Batsheva Dance Company’s “Hora” is an Hour Well Spent

Photo by Gadi Dagon

“I was first in line at the box office on the day tickets went on sale for Batsheva,” a friend told me in the Brooklyn Academy of Music’s lobby on the way into the Israeli dance company’s performance of Hora. If I didn’t go under the auspices of press, I would have done the same.

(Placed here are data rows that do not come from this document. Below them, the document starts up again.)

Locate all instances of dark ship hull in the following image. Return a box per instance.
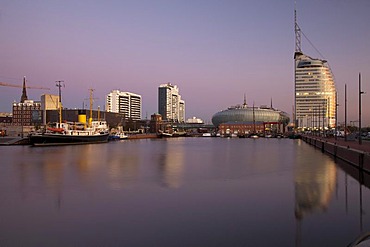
[29,132,109,146]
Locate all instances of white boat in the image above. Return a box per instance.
[109,132,128,141]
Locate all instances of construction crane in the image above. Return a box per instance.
[0,81,50,90]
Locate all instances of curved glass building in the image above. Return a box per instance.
[294,52,336,130]
[212,104,290,127]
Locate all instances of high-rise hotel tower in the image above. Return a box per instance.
[294,8,336,130]
[106,90,142,120]
[158,83,185,122]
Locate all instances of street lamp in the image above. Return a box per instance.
[345,84,347,141]
[359,73,365,145]
[335,91,339,140]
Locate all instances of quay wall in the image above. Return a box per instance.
[302,136,370,173]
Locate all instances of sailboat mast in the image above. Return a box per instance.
[253,102,256,133]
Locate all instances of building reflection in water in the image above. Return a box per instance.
[294,158,337,219]
[16,147,67,209]
[158,139,184,188]
[106,144,139,191]
[42,150,65,209]
[294,146,337,246]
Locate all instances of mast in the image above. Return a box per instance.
[243,93,247,107]
[294,1,302,54]
[293,1,300,130]
[56,80,64,124]
[270,98,273,109]
[253,101,256,133]
[89,88,94,127]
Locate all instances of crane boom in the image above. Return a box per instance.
[0,81,50,90]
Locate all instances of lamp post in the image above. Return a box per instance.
[345,84,347,141]
[335,91,338,141]
[322,102,325,136]
[359,73,365,145]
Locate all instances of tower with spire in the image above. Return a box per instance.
[20,76,28,103]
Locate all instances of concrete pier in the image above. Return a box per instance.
[302,136,370,173]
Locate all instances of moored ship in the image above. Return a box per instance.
[29,120,109,146]
[29,88,109,146]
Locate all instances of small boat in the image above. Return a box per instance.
[158,132,173,138]
[29,121,109,146]
[109,132,128,141]
[247,133,259,139]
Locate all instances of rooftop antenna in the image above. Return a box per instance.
[243,93,247,107]
[294,0,302,53]
[270,98,273,109]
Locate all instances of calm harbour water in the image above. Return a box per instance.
[0,138,369,247]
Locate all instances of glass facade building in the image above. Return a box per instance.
[294,52,336,130]
[158,83,185,122]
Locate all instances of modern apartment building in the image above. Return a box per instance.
[294,52,336,129]
[158,83,185,122]
[106,90,142,120]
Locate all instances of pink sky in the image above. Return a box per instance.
[1,0,369,125]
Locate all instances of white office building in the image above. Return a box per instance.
[158,83,185,122]
[106,90,142,120]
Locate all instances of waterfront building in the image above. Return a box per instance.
[12,100,42,126]
[218,121,265,136]
[158,83,185,122]
[0,113,12,130]
[212,100,290,134]
[40,94,60,125]
[294,8,336,130]
[149,113,163,133]
[106,90,142,120]
[11,77,42,127]
[294,52,336,130]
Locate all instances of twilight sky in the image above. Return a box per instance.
[1,0,369,125]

Highly physical, abstract, yet emotionally freighted, Ohad Naharin’s works for Batsheva Dance Company are incredibly satisfying, and have made the company a regular at BAM. Hora, which only ran through this weekend, is performed by eleven dancers and is set to an eclectic assortment of western classics adapted for the synthesizer, including Debussy’s “Prelude to the Afternoon of a Faun,” Grieg’s “Solveig’s Song,” Strauss’s “Thus Spoke Zarathustra,” (better known as the theme for 2001: A Space Odyssey), and Wagner’s thundering “Ride of the Valkyries.”

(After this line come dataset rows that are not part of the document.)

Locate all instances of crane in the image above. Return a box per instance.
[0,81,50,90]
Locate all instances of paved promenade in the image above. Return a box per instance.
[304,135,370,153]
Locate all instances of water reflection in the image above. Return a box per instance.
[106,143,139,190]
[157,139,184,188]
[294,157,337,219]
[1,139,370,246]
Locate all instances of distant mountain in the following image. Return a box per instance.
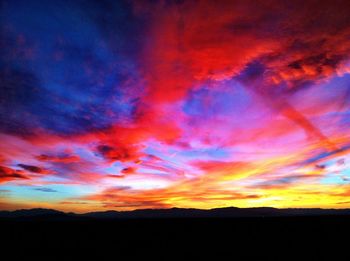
[0,208,67,218]
[1,206,350,219]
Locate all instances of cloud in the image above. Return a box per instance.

Hora begins with the dancers sitting on a long bench at the back of the stage, and a calculated walk in unison downstage. Together, they strike a series of poses and gestures, some frontal and some in profile, riffing on ballet’s formalism but entirely idiosyncratic. From there, the work spins off into a sea of movement, much of it individual, although duets, trios, and small groups coalesce in and out; the dancers periodically return to the opening phrase and line. The movement itself is dense, articulate, unpredictable, and definitely sensuous (the women in particular revel in a voluptuous precision). Quality-wise, the alert exactitude that pushes the movement towards its full potential is exhilarating–to say nothing of refreshing—to see.

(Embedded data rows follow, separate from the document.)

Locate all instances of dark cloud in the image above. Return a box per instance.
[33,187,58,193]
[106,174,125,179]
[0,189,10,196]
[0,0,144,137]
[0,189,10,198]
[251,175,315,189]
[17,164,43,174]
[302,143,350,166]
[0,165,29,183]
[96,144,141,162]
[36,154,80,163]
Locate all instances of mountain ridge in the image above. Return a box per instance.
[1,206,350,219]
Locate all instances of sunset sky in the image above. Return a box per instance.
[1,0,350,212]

Any experience of art is a subjective one, but nonetheless, I was taken aback by Alastair Macaulay’s scathing review of Hora in the New York Times. To obsess over the difference between fifth and third positions displayed onstage here (a matter of crossing the feet a few inches more or less when standing) was to entirely miss the larger arc of Hora and the movement vocabulary that drives it. As for his accusation of Naharin’s “making his dancers look like cogs in his surreal machine,” I can only say I’ve suffered through many an evening where the dancers are pawns in banal choreography that smacks of blind adherence to well-worn forms and yes, includes consistently crossed fifth positions. In an era when we are rehashing familiar variations on ballet vs. classic modern dance vs. post-modern vocabularies, Naharin and Batsheva represent the possibility of a different movement language and understanding of dance. What a relief.